Есть и другие параллели. Так, принципы пространственного построения зрелых рассказов Чехова (особенно внимание при изображении ночного мира к звездам, луне, огням, запахам как знакам манящего вдаль пространства) близки фетовским. Особенно интересно совпадение отдельных важных деталей. В литературоведении не раз отмечалось включение в художественный мир Фета звуков, которые ранее считались непоэтическими; так и у Чехова «звуки ночи» — это пение соловья, треск кузнечиков, крики дергачей, кваканье лягушек и зовущий в дорогу свист далекого поезда.
У Фета чувство близости к природе в его поздних стихах «расширяется до пределов космического чувства», причем образной приметой этой темы всегда является образ звезд. Близкое к этому восприятие мироздания определяет значимость пейзажных отступлений в рассказах Чехова, функция которых принципиально отличается от функции пейзажных элементов в современной ему беллетристике.
В целом в сфере образов и мотивов между прозаиком и поэтом обнаруживается гораздо более пересечений, чем это представлялось ранее. Однако ключевыми в плане динамики литературного процесса нам представляются более важные и глубинные взаимодействия. Несмотря на то, что творчеству Чехова посвящены десятки тысяч работ, есть очевидные лакуны в области исследовательского внимания к писателю. Прежде всего это принципы организации повествования, которые «не поддаются» традиционным литературоведческим методикам. Не случайно в школьном и вузовском вариантах литературоведения Чехов предстает непонятным или, на фоне Л. Н. Толстого и Ф. М. Достоевского, бессодержательным. И только в последние годы благодаря нарратологическим исследованиям — в том числе Санкт-Петербургской школы (В. М. Маркович, А. Д. Степанов,  И. Н. Сухих, А. А. Карпов и др.) — определились качественно новые пути анализа чеховской прозы.

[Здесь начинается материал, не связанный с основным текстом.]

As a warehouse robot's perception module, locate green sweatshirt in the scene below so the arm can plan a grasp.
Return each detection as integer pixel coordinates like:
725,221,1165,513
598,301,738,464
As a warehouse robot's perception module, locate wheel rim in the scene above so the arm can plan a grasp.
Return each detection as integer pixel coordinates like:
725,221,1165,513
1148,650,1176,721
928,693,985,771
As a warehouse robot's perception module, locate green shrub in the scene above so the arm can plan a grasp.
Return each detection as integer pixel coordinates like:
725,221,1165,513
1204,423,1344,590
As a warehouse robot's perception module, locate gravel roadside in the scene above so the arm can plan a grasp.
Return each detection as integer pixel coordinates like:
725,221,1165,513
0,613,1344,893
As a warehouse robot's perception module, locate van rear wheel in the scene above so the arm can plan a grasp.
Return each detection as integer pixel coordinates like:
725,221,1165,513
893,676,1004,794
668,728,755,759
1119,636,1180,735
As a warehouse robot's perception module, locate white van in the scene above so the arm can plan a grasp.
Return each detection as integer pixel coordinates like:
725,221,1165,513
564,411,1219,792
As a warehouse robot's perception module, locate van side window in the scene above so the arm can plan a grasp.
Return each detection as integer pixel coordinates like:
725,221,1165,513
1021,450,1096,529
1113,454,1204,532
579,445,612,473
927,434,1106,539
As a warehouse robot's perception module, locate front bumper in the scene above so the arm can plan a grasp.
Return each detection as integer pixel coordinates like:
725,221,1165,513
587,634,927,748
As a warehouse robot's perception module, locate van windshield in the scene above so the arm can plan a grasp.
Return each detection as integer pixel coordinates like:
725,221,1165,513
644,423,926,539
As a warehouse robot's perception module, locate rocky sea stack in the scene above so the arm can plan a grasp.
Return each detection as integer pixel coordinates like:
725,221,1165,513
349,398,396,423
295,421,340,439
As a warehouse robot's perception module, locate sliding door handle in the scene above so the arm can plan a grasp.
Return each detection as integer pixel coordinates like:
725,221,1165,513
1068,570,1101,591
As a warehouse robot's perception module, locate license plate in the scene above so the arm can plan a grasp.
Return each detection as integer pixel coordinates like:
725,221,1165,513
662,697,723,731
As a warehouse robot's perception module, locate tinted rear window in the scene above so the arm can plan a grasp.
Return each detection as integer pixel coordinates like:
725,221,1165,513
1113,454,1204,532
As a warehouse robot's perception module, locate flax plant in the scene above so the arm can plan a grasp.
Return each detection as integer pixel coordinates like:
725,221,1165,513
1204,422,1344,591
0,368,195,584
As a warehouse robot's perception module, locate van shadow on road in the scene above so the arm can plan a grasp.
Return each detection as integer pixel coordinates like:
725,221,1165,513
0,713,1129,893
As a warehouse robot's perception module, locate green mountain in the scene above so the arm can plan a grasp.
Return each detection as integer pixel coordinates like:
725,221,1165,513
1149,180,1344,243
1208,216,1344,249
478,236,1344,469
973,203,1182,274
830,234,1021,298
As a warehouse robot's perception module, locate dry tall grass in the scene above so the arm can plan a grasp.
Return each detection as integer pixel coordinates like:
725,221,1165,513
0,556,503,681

Чехов, рассказы и особенно драмы которого строятся по законам лирического текста, близок Фету в сфере поисков повышения суггестивности текста, в данном случае прозы. Не находя нужных слов, современная писателю критика и литературоведение ХХ века говорили о «музыкальности» его произведений, имея в виду именно суггестивность. Отсюда ощущения многих зрителей и читателей Чехова, закрепленные в мемуарах и критических отзывах, что его произведения, даже вопреки их желаниям, действуют на них гипнотически. К поиску приемов, определяющих суггестивность текстов Чехова обращался А. Дерман, который, правда, трактовал эти особенности повествования негативно.
Несомненно, что соответствующие поиски Чехова  были совершенно осознанными и опирались на тщательное изучение психологии, специфики воздействия церковного богослужения, возможностей музыки, а также поэзии, в том числе поэзии Фета. Результатом этого стало то, что проза Чехова для современников по сути заменила поэзию («проза как поэзия» по В. Шмиду) в непоэтическую эпоху и предвосхитила бурный всплеск поэзии рубежа веков.